If you cannot or do not want to plant flowers, here are some other things you can do:
• Understand where and how your food is produced. From the seeds that are planted in California’s Central Valley or in Peru or China to the produce at your grocery store, learn what happens along the way. Consider purchasing locally produced food that is grown with more sustainable practices. Better yet, grow at least some of your own food. Join or start a community garden.
• Support you local beekeeper and buy real, natural, local honey. Like vintage wine, local honey is a unique reflection of a specific place in time. Each of my honey harvests is a taste ‘picture’ of the flowers that bloomed during that season within just a mile or two of our farm. I even label it: “A Taste of Summer 2015”, or “Appalachian Spring 2014”. The French use a hard-to-translate word to describe this utterly unique characteristic, “terroir”.
• Reduce the size of your lawn. This bears repeating from an earlier post. Author of the groundbreaking, prophetic book, “Bringing Nature Home”, Doug Tallamy urges all of us, along with the landscaping industry, to upend the standard use of the lawn as the default element, with plants added to it. Instead, put a variety of elements into the yard (places to retreat, to sun, to have shade, to play, to picnic, to grow food and cut flowers) and let the lawn be the green carpeted walkway that leads us to these destinations and defines borders.

• Reduce or eliminate use of toxins, not just pesticides in the garden and landscape, but all toxins. Our soils and waters, and even our bodies and the bodies of many animals are becoming contaminated with poisons in so many of our household products.

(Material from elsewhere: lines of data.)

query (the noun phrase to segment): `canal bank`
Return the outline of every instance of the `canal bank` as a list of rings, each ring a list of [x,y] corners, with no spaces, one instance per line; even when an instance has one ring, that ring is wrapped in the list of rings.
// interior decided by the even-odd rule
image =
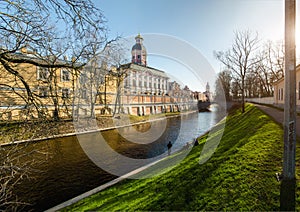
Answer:
[[[61,211],[279,210],[280,183],[274,176],[282,169],[282,134],[278,124],[247,105],[244,114],[227,117],[220,145],[207,163],[198,163],[203,136],[171,171],[123,180]]]
[[[168,118],[164,134],[149,145],[137,145],[126,141],[119,135],[118,129],[101,131],[101,134],[107,139],[111,148],[122,155],[136,159],[152,158],[159,154],[167,154],[166,146],[169,140],[176,141],[174,148],[178,148],[205,133],[215,124],[215,118],[214,112],[190,113]],[[183,125],[186,127],[181,128]],[[137,129],[148,128],[149,124],[144,123],[124,129],[132,134]],[[181,130],[183,133],[181,136],[179,136],[180,129],[184,129]],[[41,164],[32,167],[36,172],[32,173],[31,179],[23,180],[15,190],[20,200],[32,204],[26,206],[26,210],[46,210],[117,178],[100,169],[88,158],[76,136],[15,146],[24,151],[34,152],[31,158],[41,161]],[[41,155],[41,153],[45,154]],[[28,161],[24,161],[26,162]]]
[[[4,143],[0,143],[0,147],[1,146],[8,146],[8,145],[15,145],[15,144],[23,144],[23,143],[27,143],[27,142],[40,142],[40,141],[46,141],[49,139],[56,139],[56,138],[63,138],[63,137],[70,137],[70,136],[76,136],[77,134],[86,134],[86,133],[94,133],[94,132],[98,132],[98,131],[106,131],[106,130],[113,130],[116,128],[122,128],[122,127],[128,127],[128,126],[134,126],[134,125],[139,125],[139,124],[145,124],[148,122],[154,122],[154,121],[161,121],[162,119],[165,118],[173,118],[173,117],[179,117],[181,115],[188,115],[191,113],[196,113],[198,111],[188,111],[188,112],[184,112],[184,113],[165,113],[165,114],[158,114],[158,115],[153,115],[152,117],[156,117],[157,118],[152,118],[149,119],[149,116],[132,116],[132,122],[131,124],[126,124],[126,125],[121,125],[121,126],[115,126],[114,125],[114,118],[110,117],[99,117],[99,119],[104,119],[104,121],[102,120],[102,123],[99,123],[99,121],[97,120],[97,124],[99,126],[99,129],[84,129],[84,132],[75,132],[75,129],[73,127],[73,121],[67,121],[67,122],[60,122],[58,123],[60,125],[60,127],[64,128],[64,130],[61,131],[56,131],[54,129],[57,129],[58,126],[56,125],[50,125],[49,123],[45,126],[42,127],[41,131],[43,130],[48,130],[47,133],[43,133],[43,132],[38,132],[37,134],[44,134],[40,137],[37,138],[31,138],[31,139],[21,139],[21,140],[16,140],[16,141],[12,141],[12,142],[4,142]],[[160,117],[160,118],[159,118]],[[143,119],[142,121],[140,121],[140,119]],[[147,120],[148,118],[148,120]],[[52,135],[46,135],[49,134],[49,128],[50,128],[50,132],[52,131],[53,133],[57,133],[57,134],[52,134]],[[53,129],[53,130],[51,130]],[[29,129],[27,130],[33,130],[32,127],[29,127]]]

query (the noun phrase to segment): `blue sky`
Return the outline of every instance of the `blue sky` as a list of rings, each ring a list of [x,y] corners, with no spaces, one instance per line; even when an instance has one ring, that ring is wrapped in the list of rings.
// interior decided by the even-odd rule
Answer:
[[[94,3],[108,21],[109,37],[138,33],[170,35],[197,49],[215,72],[220,71],[221,64],[213,51],[230,48],[234,31],[258,32],[262,41],[277,41],[284,34],[283,0],[94,0]],[[132,45],[134,42],[133,39]],[[146,39],[144,43],[146,48],[151,45]],[[149,57],[148,65],[174,74],[192,90],[203,90],[205,81],[213,83],[206,79],[195,81],[189,71],[184,71],[186,67],[170,60]]]

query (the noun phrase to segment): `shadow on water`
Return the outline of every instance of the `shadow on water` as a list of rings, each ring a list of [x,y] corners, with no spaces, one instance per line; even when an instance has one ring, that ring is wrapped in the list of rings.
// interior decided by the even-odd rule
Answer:
[[[166,154],[168,141],[176,141],[174,148],[180,148],[206,132],[215,121],[214,113],[210,112],[169,118],[162,135],[149,144],[128,141],[116,129],[103,131],[102,136],[112,149],[124,156],[152,158]],[[146,123],[124,130],[134,133],[150,128]],[[15,189],[20,200],[31,203],[24,210],[43,211],[116,178],[88,158],[76,136],[25,144],[22,149],[27,152],[34,149],[30,159],[39,160],[38,166],[32,167],[35,171],[30,179],[24,179]]]

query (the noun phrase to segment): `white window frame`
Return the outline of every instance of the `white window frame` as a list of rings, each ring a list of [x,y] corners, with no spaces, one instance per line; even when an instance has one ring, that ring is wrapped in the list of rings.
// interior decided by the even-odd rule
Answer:
[[[63,99],[70,98],[70,88],[62,88],[61,89],[61,98],[63,98]]]
[[[45,68],[45,67],[37,68],[37,79],[38,80],[46,81],[46,80],[48,80],[49,76],[50,76],[50,72],[49,72],[48,68]]]
[[[70,79],[70,72],[66,69],[60,70],[60,80],[61,82],[69,82]]]

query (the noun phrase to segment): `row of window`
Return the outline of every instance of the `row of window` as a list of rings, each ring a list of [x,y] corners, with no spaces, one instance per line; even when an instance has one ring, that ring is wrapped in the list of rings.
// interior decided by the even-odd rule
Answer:
[[[61,81],[62,82],[68,82],[70,81],[70,72],[62,69],[60,72],[60,76],[61,76]],[[50,77],[50,72],[48,68],[45,67],[39,67],[37,69],[37,79],[38,80],[48,80]]]
[[[125,87],[128,87],[128,81],[125,81]],[[132,86],[137,86],[136,80],[132,80]],[[142,87],[142,81],[139,81],[139,87]],[[147,82],[144,82],[144,87],[147,87]],[[148,88],[152,88],[152,83],[149,82]],[[157,84],[153,83],[153,88],[158,88],[158,89],[167,89],[167,85],[161,85],[161,84]]]
[[[49,97],[49,93],[50,92],[49,92],[48,87],[45,87],[45,86],[39,87],[38,94],[41,98]],[[62,88],[61,89],[61,97],[62,98],[70,98],[70,89],[69,88]]]
[[[278,89],[278,100],[283,101],[283,88]],[[298,82],[298,100],[300,100],[300,81]]]

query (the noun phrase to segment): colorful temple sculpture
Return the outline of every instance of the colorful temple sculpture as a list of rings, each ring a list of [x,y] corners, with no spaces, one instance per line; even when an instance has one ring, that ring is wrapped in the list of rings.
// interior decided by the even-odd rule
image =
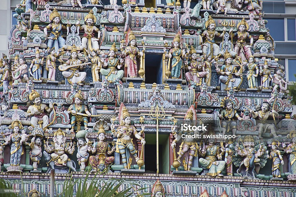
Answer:
[[[87,171],[153,196],[296,196],[262,1],[22,1],[0,59],[0,178],[19,196],[49,196],[54,169],[59,192]]]

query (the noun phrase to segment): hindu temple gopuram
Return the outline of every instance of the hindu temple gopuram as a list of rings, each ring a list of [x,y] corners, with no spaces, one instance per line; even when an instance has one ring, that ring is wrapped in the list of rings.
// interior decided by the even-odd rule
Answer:
[[[0,57],[0,178],[20,197],[51,196],[52,169],[55,196],[86,171],[147,188],[133,197],[296,196],[262,1],[194,1],[21,0]]]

Two chemicals in the news and generating much controversy: glyphosate (active ingredient in Roundup) and the family of neonicitinoids. The U.S. Food and Drug Administration (FDA) plans to start testing certain foods for residues of glyphosate, the world’s most widely used weed killer (1.4 billion pounds/year) after the World Health Organization’s cancer experts in 2015 declared the chemical a probable human carcinogen. Neconicitinoids, often called “neonics” are systemics. The toxins are taken up by a plant through water in the soil and circulated through the vascular system, showing up not only on the foliage (the leaves those young monarch caterpillars eat) but also in pollen and nectar. Neonics, including imidicloprid, are active ingredients in many of the lawn and garden chemicals most home owners purchase, and are used by most large producers of bedding plants sold by many nurseries and garden centers. A recent, even-handed summary of scientific studies, published by The Xerces Society, looked at the impact of neonics on beneficial insects, especially bees. The full 44-page report as well as a 2-page summary are available for free at:
http://www.xerces.org/neonicotinoids-and-bees/
• Educate yourself and others. Ask questions, share the answers and encourage folks to continue learning and understanding the complex issues around pollination. Did you know that a swarm of honey bees is nothing to fear?

In fact, this crowd of bees is an old queen with half her original colony in search of a new home. She left soon-to-be-born daughter queens and the other half of the colony’s population back in the original home. One colony becoming two. Swarming is how honey bees procreate, and is the goal of every healthy colony – to get big and strong enough in mid to late spring to be able to split into two colonies. Often the cast swarm doesn’t make it through the first winter. If you see a swarm, call the Extension office. They will give you a beekeeper contact who will come to the rescue. Beekeepers love swarms.
• Look for more ways to connect, or re-connect, to the natural world. We, all of us – plants, animals and those animals we call “people” – are in this together.